Halloween isn’t the only candy-licious holiday this week. Sunday marks the start of the Hindu celebration called Diwali. And the sweets shelves are piled high at Patel Brothers in Pineville.

If you haven’t been to Patel Brothers, in the Centrum shopping cluster opposite Carolina Place Mall, this is a fun time of the year to explore. The store’s motto is “Celebrating Our Food … Our Culture.” As Diwali approaches, Patel Brothers can feel like the busiest place in Charlotte.

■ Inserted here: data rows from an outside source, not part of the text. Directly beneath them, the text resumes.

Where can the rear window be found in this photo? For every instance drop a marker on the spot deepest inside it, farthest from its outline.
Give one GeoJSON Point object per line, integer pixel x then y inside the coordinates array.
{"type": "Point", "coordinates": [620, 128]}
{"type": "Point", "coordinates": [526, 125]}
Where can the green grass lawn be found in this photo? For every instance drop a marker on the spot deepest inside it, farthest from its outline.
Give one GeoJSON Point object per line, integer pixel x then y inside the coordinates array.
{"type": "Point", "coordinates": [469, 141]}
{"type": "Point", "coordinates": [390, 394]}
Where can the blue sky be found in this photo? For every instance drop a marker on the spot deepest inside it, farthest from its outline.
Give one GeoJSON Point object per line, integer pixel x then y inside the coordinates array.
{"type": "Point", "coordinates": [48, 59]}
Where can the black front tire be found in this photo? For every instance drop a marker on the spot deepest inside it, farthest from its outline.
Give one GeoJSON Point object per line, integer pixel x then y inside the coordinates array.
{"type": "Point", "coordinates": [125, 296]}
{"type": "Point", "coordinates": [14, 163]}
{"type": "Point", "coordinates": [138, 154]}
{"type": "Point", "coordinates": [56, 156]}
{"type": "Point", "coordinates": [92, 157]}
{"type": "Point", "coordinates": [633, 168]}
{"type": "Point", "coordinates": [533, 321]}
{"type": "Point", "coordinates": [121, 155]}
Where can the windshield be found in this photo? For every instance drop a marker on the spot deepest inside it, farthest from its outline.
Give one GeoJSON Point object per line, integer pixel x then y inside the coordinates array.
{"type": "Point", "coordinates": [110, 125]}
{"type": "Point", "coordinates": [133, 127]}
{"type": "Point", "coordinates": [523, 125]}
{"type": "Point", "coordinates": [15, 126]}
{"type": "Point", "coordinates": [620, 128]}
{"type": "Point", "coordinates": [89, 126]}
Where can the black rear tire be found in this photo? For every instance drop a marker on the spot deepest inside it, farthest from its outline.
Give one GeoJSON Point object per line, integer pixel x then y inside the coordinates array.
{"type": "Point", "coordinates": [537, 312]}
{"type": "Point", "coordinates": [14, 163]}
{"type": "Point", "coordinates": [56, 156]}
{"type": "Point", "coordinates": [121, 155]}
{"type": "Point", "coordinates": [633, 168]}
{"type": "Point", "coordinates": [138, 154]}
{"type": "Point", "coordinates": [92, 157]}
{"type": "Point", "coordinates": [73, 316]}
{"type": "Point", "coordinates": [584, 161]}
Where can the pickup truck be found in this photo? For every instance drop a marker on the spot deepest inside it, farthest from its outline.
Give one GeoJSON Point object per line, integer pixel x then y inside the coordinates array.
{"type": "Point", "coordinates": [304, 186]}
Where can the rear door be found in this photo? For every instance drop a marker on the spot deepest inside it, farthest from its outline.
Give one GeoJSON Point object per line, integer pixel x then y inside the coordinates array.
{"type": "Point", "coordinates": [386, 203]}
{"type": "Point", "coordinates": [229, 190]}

For people from India, Diwali is the beginning of the New Year. But it’s also a bit like American Thanksgiving – lots of family visiting, lots of traditional cooking, says store manager Nikunj Patel. “People go to each other’s house to celebrate, light candles.”

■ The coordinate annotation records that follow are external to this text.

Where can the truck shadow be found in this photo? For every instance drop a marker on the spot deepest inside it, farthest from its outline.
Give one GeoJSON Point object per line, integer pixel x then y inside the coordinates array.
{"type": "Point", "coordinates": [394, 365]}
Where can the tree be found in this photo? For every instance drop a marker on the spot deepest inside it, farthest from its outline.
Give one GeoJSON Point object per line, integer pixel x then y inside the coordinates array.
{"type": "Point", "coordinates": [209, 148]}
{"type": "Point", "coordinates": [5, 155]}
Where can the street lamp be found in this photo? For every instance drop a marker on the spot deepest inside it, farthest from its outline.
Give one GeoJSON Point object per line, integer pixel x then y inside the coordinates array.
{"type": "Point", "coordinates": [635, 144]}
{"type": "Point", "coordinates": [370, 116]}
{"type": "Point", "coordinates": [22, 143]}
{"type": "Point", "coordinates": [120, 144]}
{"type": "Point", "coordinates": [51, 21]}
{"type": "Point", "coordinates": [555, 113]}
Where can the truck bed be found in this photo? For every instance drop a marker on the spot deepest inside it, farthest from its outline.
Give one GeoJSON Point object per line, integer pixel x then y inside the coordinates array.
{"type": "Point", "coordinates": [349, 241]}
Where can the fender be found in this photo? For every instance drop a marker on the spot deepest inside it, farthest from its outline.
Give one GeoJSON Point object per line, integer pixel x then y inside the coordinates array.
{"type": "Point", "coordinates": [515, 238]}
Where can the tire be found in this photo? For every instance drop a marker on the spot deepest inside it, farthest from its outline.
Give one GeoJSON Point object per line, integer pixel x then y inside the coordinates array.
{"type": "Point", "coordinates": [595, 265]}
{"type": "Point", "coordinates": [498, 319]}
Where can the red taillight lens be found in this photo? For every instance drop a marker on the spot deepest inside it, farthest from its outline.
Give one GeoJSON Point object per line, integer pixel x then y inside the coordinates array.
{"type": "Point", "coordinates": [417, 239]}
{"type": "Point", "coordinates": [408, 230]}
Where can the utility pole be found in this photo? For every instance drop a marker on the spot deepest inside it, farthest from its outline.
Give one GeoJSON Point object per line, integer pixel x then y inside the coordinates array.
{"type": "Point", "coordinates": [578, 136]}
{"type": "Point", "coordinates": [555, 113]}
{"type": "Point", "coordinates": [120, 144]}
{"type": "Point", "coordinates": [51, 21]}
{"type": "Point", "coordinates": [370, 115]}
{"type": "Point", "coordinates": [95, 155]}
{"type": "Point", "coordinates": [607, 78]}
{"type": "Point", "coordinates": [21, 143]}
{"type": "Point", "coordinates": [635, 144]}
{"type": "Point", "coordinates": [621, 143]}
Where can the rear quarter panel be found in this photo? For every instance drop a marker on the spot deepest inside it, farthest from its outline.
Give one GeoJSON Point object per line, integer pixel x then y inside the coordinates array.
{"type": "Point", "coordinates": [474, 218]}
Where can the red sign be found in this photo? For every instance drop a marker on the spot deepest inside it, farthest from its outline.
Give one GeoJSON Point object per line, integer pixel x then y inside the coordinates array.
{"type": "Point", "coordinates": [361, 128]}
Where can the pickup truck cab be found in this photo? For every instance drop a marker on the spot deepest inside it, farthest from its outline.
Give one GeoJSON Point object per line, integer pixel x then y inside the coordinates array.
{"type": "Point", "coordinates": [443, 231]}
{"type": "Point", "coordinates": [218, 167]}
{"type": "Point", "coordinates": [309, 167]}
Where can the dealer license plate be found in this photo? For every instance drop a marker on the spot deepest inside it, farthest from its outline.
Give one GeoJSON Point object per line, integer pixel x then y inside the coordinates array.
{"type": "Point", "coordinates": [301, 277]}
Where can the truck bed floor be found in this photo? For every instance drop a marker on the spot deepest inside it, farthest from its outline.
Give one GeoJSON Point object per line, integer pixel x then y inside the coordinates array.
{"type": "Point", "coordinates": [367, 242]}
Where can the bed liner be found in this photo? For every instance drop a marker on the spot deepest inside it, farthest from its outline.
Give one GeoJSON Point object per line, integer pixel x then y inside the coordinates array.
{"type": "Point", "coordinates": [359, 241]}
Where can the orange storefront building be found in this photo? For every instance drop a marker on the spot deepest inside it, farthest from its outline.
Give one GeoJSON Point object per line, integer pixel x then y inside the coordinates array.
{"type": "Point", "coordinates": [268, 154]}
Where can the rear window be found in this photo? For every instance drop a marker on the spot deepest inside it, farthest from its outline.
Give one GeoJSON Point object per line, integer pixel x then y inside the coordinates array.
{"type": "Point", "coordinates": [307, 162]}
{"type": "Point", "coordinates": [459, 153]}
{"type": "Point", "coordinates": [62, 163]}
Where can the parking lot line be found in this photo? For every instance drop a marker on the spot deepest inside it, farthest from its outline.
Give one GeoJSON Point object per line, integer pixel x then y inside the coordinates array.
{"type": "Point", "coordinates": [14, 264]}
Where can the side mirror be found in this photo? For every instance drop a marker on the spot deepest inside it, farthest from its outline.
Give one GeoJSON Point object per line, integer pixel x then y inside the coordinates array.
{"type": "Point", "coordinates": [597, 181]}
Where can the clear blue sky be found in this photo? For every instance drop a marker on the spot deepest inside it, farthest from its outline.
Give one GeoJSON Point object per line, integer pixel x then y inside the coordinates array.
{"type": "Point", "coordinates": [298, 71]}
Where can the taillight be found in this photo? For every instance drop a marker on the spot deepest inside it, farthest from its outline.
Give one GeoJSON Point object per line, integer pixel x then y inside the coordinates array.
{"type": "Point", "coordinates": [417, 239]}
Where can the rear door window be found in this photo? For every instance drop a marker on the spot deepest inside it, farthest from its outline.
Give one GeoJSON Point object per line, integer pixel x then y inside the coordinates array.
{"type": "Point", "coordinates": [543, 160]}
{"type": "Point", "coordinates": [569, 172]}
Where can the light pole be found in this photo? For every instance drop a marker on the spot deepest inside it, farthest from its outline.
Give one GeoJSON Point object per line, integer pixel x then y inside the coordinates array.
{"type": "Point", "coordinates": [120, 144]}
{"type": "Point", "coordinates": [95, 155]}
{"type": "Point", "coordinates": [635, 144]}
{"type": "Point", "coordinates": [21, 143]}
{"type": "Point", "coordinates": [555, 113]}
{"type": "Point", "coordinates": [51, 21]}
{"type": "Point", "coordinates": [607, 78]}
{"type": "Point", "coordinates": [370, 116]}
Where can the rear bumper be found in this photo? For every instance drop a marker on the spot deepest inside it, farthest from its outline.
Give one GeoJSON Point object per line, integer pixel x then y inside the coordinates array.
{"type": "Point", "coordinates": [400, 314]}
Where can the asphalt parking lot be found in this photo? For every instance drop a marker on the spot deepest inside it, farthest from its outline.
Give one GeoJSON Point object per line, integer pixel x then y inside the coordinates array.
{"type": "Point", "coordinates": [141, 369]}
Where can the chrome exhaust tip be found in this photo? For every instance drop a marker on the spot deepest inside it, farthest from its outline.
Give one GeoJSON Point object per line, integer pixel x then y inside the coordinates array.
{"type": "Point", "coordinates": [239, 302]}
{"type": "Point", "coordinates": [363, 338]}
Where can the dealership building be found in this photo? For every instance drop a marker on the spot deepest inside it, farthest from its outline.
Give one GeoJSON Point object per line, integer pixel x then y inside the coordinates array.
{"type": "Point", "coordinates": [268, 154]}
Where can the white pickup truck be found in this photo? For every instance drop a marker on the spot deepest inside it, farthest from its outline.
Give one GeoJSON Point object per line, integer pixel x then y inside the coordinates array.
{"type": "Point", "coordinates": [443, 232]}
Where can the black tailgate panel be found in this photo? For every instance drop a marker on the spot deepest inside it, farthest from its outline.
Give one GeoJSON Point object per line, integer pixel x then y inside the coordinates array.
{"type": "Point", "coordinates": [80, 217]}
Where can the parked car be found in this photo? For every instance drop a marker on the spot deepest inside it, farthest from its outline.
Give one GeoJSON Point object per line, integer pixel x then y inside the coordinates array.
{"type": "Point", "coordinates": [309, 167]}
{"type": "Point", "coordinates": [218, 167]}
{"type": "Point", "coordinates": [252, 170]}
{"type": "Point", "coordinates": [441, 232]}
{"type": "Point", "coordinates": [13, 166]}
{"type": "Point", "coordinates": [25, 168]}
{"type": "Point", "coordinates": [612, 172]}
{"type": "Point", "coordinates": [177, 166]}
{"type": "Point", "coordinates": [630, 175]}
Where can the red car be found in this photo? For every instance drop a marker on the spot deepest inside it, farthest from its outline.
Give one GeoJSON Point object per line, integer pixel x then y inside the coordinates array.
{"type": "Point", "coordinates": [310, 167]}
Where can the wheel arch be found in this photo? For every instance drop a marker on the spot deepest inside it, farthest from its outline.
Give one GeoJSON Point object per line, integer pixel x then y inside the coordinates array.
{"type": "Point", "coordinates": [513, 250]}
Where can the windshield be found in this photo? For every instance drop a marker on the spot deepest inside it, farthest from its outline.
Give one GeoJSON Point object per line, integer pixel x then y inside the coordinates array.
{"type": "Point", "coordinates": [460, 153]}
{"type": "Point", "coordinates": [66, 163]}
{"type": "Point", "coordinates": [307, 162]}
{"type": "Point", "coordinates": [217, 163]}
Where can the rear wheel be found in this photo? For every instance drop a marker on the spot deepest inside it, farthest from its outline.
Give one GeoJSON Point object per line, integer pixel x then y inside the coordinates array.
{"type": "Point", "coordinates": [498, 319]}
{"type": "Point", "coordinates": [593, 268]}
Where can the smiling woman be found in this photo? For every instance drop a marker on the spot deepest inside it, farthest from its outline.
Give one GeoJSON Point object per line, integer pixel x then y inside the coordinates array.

Sweets are almost the first thing you see when you walk in the store, arrayed in an open-front chilled case not far from a display of little clay-pot candles.

Bright colors abound. Hot pinks, yellows and greens signal Diwali in much the way that orange heralds Halloween. For instance, there are little yellow spheres of sweet fried dough called boondi – fun to say – with the same grab-a-handful appeal as M&M’s.

Many Diwali sweets make use of cashews. Spelled kaju in the Hindi language, the nuts have been a favorite in India since Portuguese traders brought them from Brazil in the 1500s.

Look for cashew burfi, sweet cakes made with cashew nut powder. Or try kaju cutlet – colorful doughs and cashews, all encased in a sugary exterior. Slice across it like a cutlet and the interior is exposed like a miniature treasure chest.

What’s Patel’s favorite? “Kaju katli, that’s most popular with nearly everybody,” he chuckles. “Cashews and sugar – that’s it.”